A defesa liderada pelo advogado Rui Costa Pereira, do escritório PLMJ, argumentava que o juiz de instrução criminal que pronunciou os arguidos para julgamento não tinha competência judicial para o fazer, sendo tal ato nulo. Os conselheiros do STJ que analisaram o recurso deram-lhe razão.

A complexidade do caso

O cenário da anulação do julgamento é, ao que o Observador apurou junto de diversos advogados e magistrados, o caso mais provável. Mas o acórdão do STJ dá espaço legal para que o julgamento que se iniciou em junho de 2016 possa continuar. Tudo depende do que o Tribunal da Relação de Lisboa fará, ao reformular o acórdão que foi revogado pela decisão do STJ.

Em primeiro lugar, o STJ declara que a nulidade (a falta de competência do TCIC) não é insanável. Ou seja, é uma nulidade que pode ser corrigida pelo tribunal competente.

O que faz com que a Relação de Lisboa tenha duas hipóteses:

  • Os desembargadores poderão enviar os autos para um dos possíveis tribunais de instrução criminal competentes (Lisboa ou Cascais) — e aí o cenário da anulação é o mais provável;
  • Ou então os desembargadores poderão entender que a Relação de Lisboa é o tribunal competente e sanar a nulidade, validar a pronúncia e o julgamento continuar. Hipótese menos provável e que mereceria a oposição total da defesa.

Existe contudo espaço legal, acrescentam algumas das fontes contactadas pelo Observador, para que o tribunal de instrução criminal competente que receba os autos possa validar todos os atos sem que o julgamento fosse anulado. Esta, contudo, é uma hipótese pouco provável, já que faria com que o acórdão do STJ não tivesse qualquer consequência para o caso do Pereira Cristóvão. É como se o Supremo desse razão à defesa mas tudo continuasse na mesma.

O caso e o primeiro julgamento

Trata-se de um caso em que Pereira Cristóvão, ex-inspetor da Polícia Judiciária, é suspeito de ter formado um grupo para alegadamente assaltarem empresários com o engodo de que estariam a realizar buscas judiciais devidamente autorizadas por um juiz de instrução criminal. Do grupo de Pereira Cristóvão fariam um antigo líder da claque sportinguista Juve Leo (Mustafá), três agentes da PSP, um traficante de droga e mais dois arguidos. De acordo com a acusação do Ministério Público, e tal como o Observador já noticiou, o grupo terá alegadamente praticado atos de extrema violência, tendo as vítimas relatado situações de estrangulamento e uso de armas de fogo.

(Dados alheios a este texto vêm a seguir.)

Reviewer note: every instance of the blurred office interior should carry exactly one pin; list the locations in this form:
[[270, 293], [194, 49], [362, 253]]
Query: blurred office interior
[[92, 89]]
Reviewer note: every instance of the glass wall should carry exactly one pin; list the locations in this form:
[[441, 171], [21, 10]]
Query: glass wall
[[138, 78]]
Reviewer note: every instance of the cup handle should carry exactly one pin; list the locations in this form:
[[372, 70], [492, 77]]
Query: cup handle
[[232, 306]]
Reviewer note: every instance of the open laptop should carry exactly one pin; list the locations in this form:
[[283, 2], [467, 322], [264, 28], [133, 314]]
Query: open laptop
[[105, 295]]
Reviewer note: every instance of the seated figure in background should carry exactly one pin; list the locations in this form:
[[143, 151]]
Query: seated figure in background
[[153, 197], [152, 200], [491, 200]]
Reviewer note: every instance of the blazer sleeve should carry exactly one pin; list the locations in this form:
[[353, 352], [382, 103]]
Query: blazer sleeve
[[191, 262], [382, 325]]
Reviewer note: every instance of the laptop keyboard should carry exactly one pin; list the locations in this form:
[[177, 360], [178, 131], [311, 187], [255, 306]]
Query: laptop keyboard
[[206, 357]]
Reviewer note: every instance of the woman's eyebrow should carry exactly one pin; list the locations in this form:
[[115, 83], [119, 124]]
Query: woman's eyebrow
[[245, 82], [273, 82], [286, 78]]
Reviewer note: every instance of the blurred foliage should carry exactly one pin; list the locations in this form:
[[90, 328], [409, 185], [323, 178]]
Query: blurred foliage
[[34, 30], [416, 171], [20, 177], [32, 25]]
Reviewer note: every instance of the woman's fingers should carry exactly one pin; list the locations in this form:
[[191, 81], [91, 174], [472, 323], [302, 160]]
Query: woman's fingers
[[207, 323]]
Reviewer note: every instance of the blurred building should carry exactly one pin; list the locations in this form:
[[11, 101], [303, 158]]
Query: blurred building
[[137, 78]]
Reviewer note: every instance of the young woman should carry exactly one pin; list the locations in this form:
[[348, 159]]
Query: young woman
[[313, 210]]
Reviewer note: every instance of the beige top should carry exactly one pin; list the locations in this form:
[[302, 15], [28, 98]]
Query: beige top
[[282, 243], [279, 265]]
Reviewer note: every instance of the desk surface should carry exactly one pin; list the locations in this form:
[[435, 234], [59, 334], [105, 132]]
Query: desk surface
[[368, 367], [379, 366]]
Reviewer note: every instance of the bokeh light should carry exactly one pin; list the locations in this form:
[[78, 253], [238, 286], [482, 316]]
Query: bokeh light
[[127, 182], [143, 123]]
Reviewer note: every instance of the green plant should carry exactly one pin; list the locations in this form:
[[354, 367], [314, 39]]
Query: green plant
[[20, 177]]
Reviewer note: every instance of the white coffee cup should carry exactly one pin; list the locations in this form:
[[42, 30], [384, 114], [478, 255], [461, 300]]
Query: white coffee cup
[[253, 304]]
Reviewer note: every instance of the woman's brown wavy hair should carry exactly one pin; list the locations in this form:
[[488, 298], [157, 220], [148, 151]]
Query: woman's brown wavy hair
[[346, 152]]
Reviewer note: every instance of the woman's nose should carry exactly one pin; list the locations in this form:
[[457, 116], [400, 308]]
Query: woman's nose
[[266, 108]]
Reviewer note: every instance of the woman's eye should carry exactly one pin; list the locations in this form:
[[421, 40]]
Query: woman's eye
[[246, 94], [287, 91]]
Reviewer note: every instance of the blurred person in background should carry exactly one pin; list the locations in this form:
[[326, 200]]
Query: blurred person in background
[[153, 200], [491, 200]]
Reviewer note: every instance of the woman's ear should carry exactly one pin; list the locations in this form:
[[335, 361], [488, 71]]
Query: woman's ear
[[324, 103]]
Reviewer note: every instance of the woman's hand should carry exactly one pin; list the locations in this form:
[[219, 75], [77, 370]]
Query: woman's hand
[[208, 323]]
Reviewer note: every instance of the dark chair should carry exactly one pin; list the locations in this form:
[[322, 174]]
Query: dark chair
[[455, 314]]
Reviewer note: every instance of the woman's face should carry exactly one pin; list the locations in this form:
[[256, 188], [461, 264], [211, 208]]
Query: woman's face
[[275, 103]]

Paulo Pereira Cristóvão já tinha sido condenado num outro processo a uma pena suspensa de quatro anos e meio de prisão pela prática dos crimes de peculato, uso indevido de dinheiro do clube e denúncia caluniosa. Neste primeiro processo, decidido em primeira instância em maio de 2016, estava uma causa uma situação que foi muito mediatizada pelos jornais desportivos: o pagamento de dois mil euros, depositados numa conta no Funchal, ao árbitro assistente José Cardinal para um jogo com o Marítimo para a Taça de Portugal de 2011.